Today we have in our hand a high-end USB flash drive by Kingston. The DataTraveler HyperX Predator drive features speeds of up to 240MB/s read and 160MB/s write
when connected in a USB 3.0 port, along with of up to 1TB. This means that it is actually pocket backup device fast enough to quickly access, edit and transfer files and applications directly from
the drive with no lag and also large enough to store your entire digital world.
The prestigious drive is compliant with USB 3.0
specifications to take advantage of USB 3.0 ports in newer notebooks and
desktops, and it includes a USB 3.0 dongle. It’s also backwards compatible
with USB 2.0 systems.
The capacities of the DataTraveler HyperX go up to 1TB with the following part numbers
- 1TB DTHXP30/1TB
- 512GB DTHXP30/512GB
- Speeds - 240MB/s read and 160MB/s write (in USB 3.0)
- Capacity of up to 1TB1
- USB 3.0 functionality, backwards compatible with USB 2.0
- Exclusive metal casing with custom key ring and HyperX Valet Keychain
- Supports Windows 8, Windows 7, Vista, XP & Mac
2. The USB Flash Drive
The Kingston DataTraveler HyperX Predator 512GB retails online for €698~766. The price is very high but is seems that Kingston has no serious competition in the category, for a premium product aimed at a limited target group.

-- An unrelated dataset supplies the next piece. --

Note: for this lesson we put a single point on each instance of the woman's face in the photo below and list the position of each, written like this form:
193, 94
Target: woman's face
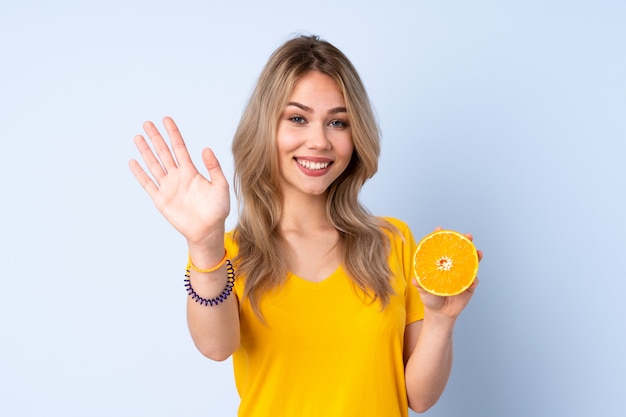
314, 140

The drive is backed by a five-year warranty and free
technical support by Kingston.
Let's move on with the package. As you see below, the Predator HyperX 512GB USB3.0 does not come in the typical transparent plastic case seen with most USB flash drives. Besides the flash drive itself, this small metallic package includes a get a key ring and a USB3.0 extension cable to allow us to easily plug the flash drive even when the available free space around our system's USB ports is limited.
The USB flash drive is large in size compared to other drives, as it is 72mm x 26.94mm x 21mm without the key ring
. A zinc
alloy metal casing contributes to its high-end design and adds a solid look, while it also makes the drive shock-resistant.
Besides a couple of Kingston logos, a blue LED on the side of the drive flashes during write/read operations.
A custom Kingston key ring and
a HyperX Valet Keychain are some extras goodies provided by the company:
The left section of the drive slides along the black middle section to reveal a USB 3.0 connector.
Inside the 521GB drive there are a Phison PS2261 controller and Toshiba 19nm NAND Flash.
We ran some benchmarks with the Kingston Predator HyperX 512GB USB3.0 drive using the following setup:
- Intel i5-2500K with default cooler
- Gigabyte Z77X-D3H with the latest available bios
- 4x2GB Kingston 2133MHz HyperX rated memories
- Seagate 7200.12 500GB 7200rpm
- Windows 7 x64 SP1 with all latest updated installed
Windows recognized the USB flash drive and below you see it had been pre-formatted to FAT32 and it offered 478GB of free space.
We used the latest CrystalDiskMark 3.0.2 in order to get an idea of the product's performance. The specs rate this drive at 240MB/sec reading, 160MB/sec writing. The CrystalDiskMark reported higher speeds with both compressible and incompressible files.
The 512K/4K/4K QD32 writing results are somewhat low. This is what we generally find when we test USB flash drives, but we did expect more from a € 700+ storage device:
The 0fill test showed an overall lower performance:
The AS SSD Benchmark returned the reading/writing speeds quoted by Kingston. Again, the 4K/4K-64Thrd write scores were very low, meaning you will have to wait further to load small files into the flash drive:
The graph below shows the read and write speeds of the drive when it is dealing with files with fully or partially compressible.
Last but not least, we used the ATTO Disk Benchmark. For a QD4, for files sizes ranging from 64 KB ~8MB, you should expect writing speed of 65~73 MB/s, and a reading speed of 200~238MB/s. Again writing of small files was very low:
4. Final thoughts
Having up to 1TB of storage space in your pocket was a dream some years ago. The Kingston DataTraveler Predator HyperX flash drive offers that convenience plus generous capacities and a performance that cannot match an SSD but is more aligned to a USB flash drive. It comes in an almost luxurious package, a good bundle with some extra accessories and and its solid feel will impress you, although a smaller size would make it look more elegant. Corporate users might complain about the lack of hardware encryption.
But the basic question here is whether the drive is worth the money spent. Consider that 512GB version would cost you around €660~760 (!) and you could spent the same on a 2.5" 512GB SSD and a USB3.0 case, while you could enjoy some extra performance, especially with smaller files.
So this is definitely a matter of convenience and portability here. For sure, the HyperX Predator is also not exactly intended to sell a million units, but it's an innovating product that will primarily appeal to the ultra-premium market who appreciates its benefits.